Despite the fact that subjects were instructed to bear equal weight through both limbs during the testing period, this was not measured. It is known that stroke patients generally favour their unaffected side when weight-bearing 49 and it is possible that subjects were not bearing enough weight through their affected limbs to achieve the presumed tone-reducing effects of the footplates. Future investigations should measure the amount of weight-bearing to ensure the footplates are being adequately loaded and for consistency between the conditions.
It must be noted that in two subjects Hmax:Mmax ratios greater than one were recorded (Table II). This suggests that a slightly greater number of motoneurons was excited by reflex activation than was excited by direct stimulation of the motor nerve, however our current knowledge of the H-reflex says that obtaining Hmax:Mmax ratios greater than one should not be possible. 26,27 The most likely explanation for this is a recording error where the peak M-response amplitude was missed because increments between stimulus intensities were not sufficiently small (Figure 1). However decreasing the increment size would have required a greater number of increments and would have increased the length of the testing session increasing the probability of subject fatigue. The discrepancies are very small and we do not believe that this has affected the validity of the measurements or the results of the statistical analysis.

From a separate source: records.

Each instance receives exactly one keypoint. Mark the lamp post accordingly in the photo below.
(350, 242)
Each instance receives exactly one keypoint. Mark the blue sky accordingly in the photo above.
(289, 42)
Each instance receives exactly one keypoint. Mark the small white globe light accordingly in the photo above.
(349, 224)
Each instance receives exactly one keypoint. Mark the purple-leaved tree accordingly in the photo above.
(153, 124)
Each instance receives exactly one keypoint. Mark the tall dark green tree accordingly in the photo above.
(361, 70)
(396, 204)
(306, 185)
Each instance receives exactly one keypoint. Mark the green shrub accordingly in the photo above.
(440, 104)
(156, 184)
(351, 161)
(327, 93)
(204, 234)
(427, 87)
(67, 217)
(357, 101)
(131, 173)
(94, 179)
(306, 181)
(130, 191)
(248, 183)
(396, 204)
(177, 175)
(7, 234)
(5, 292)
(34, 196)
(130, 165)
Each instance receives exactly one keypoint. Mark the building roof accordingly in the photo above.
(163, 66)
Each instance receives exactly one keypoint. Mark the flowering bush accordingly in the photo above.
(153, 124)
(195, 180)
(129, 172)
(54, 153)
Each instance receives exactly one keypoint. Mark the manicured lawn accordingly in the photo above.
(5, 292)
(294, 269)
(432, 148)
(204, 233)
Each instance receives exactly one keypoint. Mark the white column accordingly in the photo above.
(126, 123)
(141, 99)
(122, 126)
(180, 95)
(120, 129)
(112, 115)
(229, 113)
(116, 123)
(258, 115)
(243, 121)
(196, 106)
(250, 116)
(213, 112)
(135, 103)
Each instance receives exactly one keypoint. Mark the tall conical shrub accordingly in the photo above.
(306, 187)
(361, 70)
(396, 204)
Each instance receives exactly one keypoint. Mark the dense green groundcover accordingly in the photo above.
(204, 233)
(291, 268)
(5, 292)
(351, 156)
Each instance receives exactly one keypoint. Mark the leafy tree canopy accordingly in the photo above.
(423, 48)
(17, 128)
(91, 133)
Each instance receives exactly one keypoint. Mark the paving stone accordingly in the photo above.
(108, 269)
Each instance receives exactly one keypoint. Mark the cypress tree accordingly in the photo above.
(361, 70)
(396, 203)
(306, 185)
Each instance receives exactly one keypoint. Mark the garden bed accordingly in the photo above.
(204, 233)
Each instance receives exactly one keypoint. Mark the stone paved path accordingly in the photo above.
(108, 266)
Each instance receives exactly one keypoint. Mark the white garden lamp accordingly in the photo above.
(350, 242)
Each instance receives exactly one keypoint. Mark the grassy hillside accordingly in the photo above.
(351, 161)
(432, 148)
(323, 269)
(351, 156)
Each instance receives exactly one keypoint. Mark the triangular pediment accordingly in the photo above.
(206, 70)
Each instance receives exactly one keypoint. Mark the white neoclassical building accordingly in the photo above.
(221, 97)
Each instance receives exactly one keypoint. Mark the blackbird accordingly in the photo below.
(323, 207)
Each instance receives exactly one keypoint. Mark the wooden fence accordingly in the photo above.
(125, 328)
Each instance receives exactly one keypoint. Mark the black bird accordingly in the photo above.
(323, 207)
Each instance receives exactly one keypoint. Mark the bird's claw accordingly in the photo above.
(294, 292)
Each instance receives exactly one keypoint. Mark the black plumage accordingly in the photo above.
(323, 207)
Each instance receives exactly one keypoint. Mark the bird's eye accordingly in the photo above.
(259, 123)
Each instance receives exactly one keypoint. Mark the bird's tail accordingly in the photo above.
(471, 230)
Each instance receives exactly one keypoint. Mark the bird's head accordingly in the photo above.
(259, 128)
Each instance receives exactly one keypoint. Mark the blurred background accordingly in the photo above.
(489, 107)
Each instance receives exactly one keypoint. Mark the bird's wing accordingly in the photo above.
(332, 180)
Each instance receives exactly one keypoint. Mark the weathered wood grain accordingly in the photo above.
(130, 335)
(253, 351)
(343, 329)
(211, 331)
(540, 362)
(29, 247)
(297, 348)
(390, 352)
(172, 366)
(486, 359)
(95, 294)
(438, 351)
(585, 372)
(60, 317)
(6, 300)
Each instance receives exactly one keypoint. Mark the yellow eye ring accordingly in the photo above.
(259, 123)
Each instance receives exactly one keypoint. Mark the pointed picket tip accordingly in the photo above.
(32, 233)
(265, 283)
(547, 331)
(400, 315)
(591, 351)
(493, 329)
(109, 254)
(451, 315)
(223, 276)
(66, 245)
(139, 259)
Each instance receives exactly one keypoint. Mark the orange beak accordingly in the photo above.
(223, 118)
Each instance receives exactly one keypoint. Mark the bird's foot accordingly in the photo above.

A further limitation of this investigation is the small sample size. Difficulty in recruiting subjects who met all of the inclusion criteria resulted in a smaller sample size; however, based on the results of the current investigation as well as previous investigations conducted in our laboratory, 29 we are confident that the inclusion of three more subjects would not have substantially altered the results.
This study highlights the need for care in prescribing orthoses for patients with spasticity. Despite the requirement for biomechanical control, it is possible that orthoses with or without tone-reducing features may increase spasticity. It has been suggested previously that the use of orthoses for patients with spasticity may be detrimental due to the activation of reflexes which result in undesirable muscle contractions. 11,50 Careful thought needs to be put into the design of orthoses for patients with spasticity to minimize these detrimental effects by taking into account the materials used for fabrication, trimlines, areas where the orthosis contacts the limb and joint ranges of motion allowed by the orthoses.
Conclusion
Overall, the orthosis conditions had no significant effect on soleus reflex excitability in patients with spasticity while standing. In four patients, one or more of the orthosis conditions significantly increased their reflex excitability challenging the presumption that tone-reducing orthoses decrease spasticity.
We presented a method for testing the effect of TRAFOs on spasticity that separates biomechanic from neurophysiologic effects. There is no doubt that the biomechanic effects of AFOs are useful for patients with spasticity; 51–56 however, there is no further evidence to suggest that the addition of tone-reducing modifications enhance AFO function while standing. With this being the case, the time and costs associated with fabricating and fitting TRAFOs over standard AFO designs may be unjustified especially if they have the opposite effect of increasing spasticity. Further investigations of the neurophysiologic effects of TRAFOs while walking are required to substantiate this.